In his book Antisemitism and the American Far Left, historian Stephen H. Norwood ends his tome by noting that since the 1960s, the American far left has echoed both extremist Palestinian propaganda as well as the old  Communist anti-Zionist positions of the 1920s and ’30s, demonizing Zionism and “condemning Israel with increasing fervor…and calling for its destruction.” The Left think of themselves as secular democrats, while in reality they work to empower the forces of radical Islam that “would replace Israel with an Arab dictatorship unwilling to extend rights to minorities and women.”

That Left, he acknowledges, has “entered the mainstream.” We have seen it this past week, as CNN adopts the position of the far left. Appearing on the network, Lee Habeeb boldly pointed out “there is no moral equivalence between those who target civilians and use them as human shields and those who target the evil who do such a thing,” and that CNN has gone beyond that, in effect “becoming a public relations outfit for this evil.” I would also note that the network had hired Michael Oren as an analyst on the Middle East. They soon removed him from that position. When he now appears on CNN, which is not so often, they identify him as Israel’s former ambassador to the United States. In his place, the network has hired the opponent of Israel’s actions, Peter Beinart, the voice of left-leaning Jews who identify with or belong to J-Street.

One CNN reporter, Martin Savidge, even argued that the Hamas tunnels were legitimately used as a weapon of war by Hamas since it used them to hit soldiers, who are “legitimate targets.” He found Hamas’ argument that the tunnels are used to wage war and to not go after civilians “very compelling.” Any media outlet that treats Hamas propaganda as correct, and that views Hamas as an equal power deserving air time with supporters of Israel, or which adopts and echoes its positions,  has adopted the strategy of the Left — that of legitimizing very real and dangerous enemies and portraying them as representatives of the oppressed.

Rest assured that if the administration responds to reality and, let us say, decides to send military arms to the Kurds so they can have the ability to fight ISIS and not be defeated, the Left’s chorus will howl. Already, Obama has said that the airstrikes in Iraq are a”long-term”project and could go on for months. How will the Left respond to this news? I think we know the answer. If you don’t, check next week’s issue of The Nation.
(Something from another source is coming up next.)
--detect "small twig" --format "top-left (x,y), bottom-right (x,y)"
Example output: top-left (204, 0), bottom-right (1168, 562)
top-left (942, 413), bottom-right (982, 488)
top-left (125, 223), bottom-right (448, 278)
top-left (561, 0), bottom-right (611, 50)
 Recent polls already have shown that most Democrats have already turned against Israel, and only 31 percent think Israel’s war with Hamas is justified.  Hence the Democrats fear not going along with the Left. Unless they appease the far left in their own ranks, previously mainstream Democrats will fear electoral defeat, and hence many will respond positively to far left appeals and protests. The Left’s marginality will not matter — what they think and call for has entered the mainstream.